Most of us invoke the Fifth Amendment, however, if asked what we had for lunch–even if questioned at mid-afternoon–and we’ll plead “no contest” on details about breakfast mere hours later.
Roll our memory calendars back several decades, however, and we recall specific details about meals and much else. Granted, others may see little value in listening to our recitations, and some folks may walk away, perhaps mumbling about being late for an appointment.
Nancy Esters, a church friend with a keen memory fore and aft, often shares great jokes and stories fresh to most ears.
The other day, she spoke of a memory from middle age when her mother asked the same question annually as December 25th rolled around. “What do you want for Christmas this year, Nancy?” After several years of such queries, Nancy answered, “Oh, a new Mercedes-Benz automobile will be fine.”
Instead, her mom gifted her with a pair of new shoes, explaining that God made feet long before he made cars.
Betty West, wife of Sunday school teacher Wayne West, remembers preparing “Sunshine Pie Pudding” for Sunday breakfasts when their four daughters were children. It was a simple recipe, and their family loved it.

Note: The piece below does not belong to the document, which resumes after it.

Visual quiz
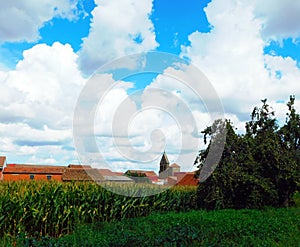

It was as much a part of their Sunday mornings as attending Sunday school and church.
Several class members wanted the recipe, so she handed out printed copies on the following Sunday.
When I started writing this weekly piece in February of 2003, I promised occasional inclusions of “can’t miss” recipes. Therefore, I want to make good on this promise–belatedly, I’ll freely admit–since this is only the second time I’ve shared a recipe. (No doubt I’ve run across others that “can’t miss,” but, like much else I’ve intended to do, I likely forgot.)
I’m pretty sure I can make good on getting this pudding from “page to platter” without too much difficulty. (Ingredients should be prepared on Saturday night, or whichever night precedes the planned meal.)
Here’s how: Place four pieces of buttered bread into a buttered 9×9 casserole dish. Mix five eggs, 1.5 cups milk, 1 teaspoon of dry mustard and 1 teaspoon of salt. Pour the mixture over the bread, then cover with at least a cup of grated cheese. Refrigerate overnight and bake at 350 degrees for 30 minutes.
Beverly Germany, another friend, gives high priority to spending time with her grandchildren and great-grandchildren. One of her “greats” is Ben Battershell, a five-year-old she sees often. He recently pointed to his art “stick figures,” one being drawn for “Gigi,” the children’s nickname for Beverly. He said, “Here are your legs, green grass, your head and your OLD hair!” Another time when she was caring for him and his brothers–Luke, 3, and Mason, 1–the conversation turned to “Papa,” Beverly’s husband who died two years before Ben’s birth. The youngster loves to hear Gigi’s stories about his late grandfather.
“Papa is in heaven now. We are all going to die, but when we get to heaven with Jesus, we will NEVER EVER die again,” Ben related. Asked how he knew these details, he expressed–in wide-eyed innocence–that his mom had told him.
How can one not think of C. Herbert Woolston’s hymn for children, written more than a century ago? You remember it: “Jesus loves the little children. All the children of the world. Red and yellow, black and white, they’re all precious in his sight. Jesus loves the little children of the world.”
Not widely known is that the tune has three verses, all of them altered several times. One goes this way: “Ev’ry color, ev’ry race, all are cover’d by His grace.”
Perhaps no claim by the Holy Bible holds greater truths.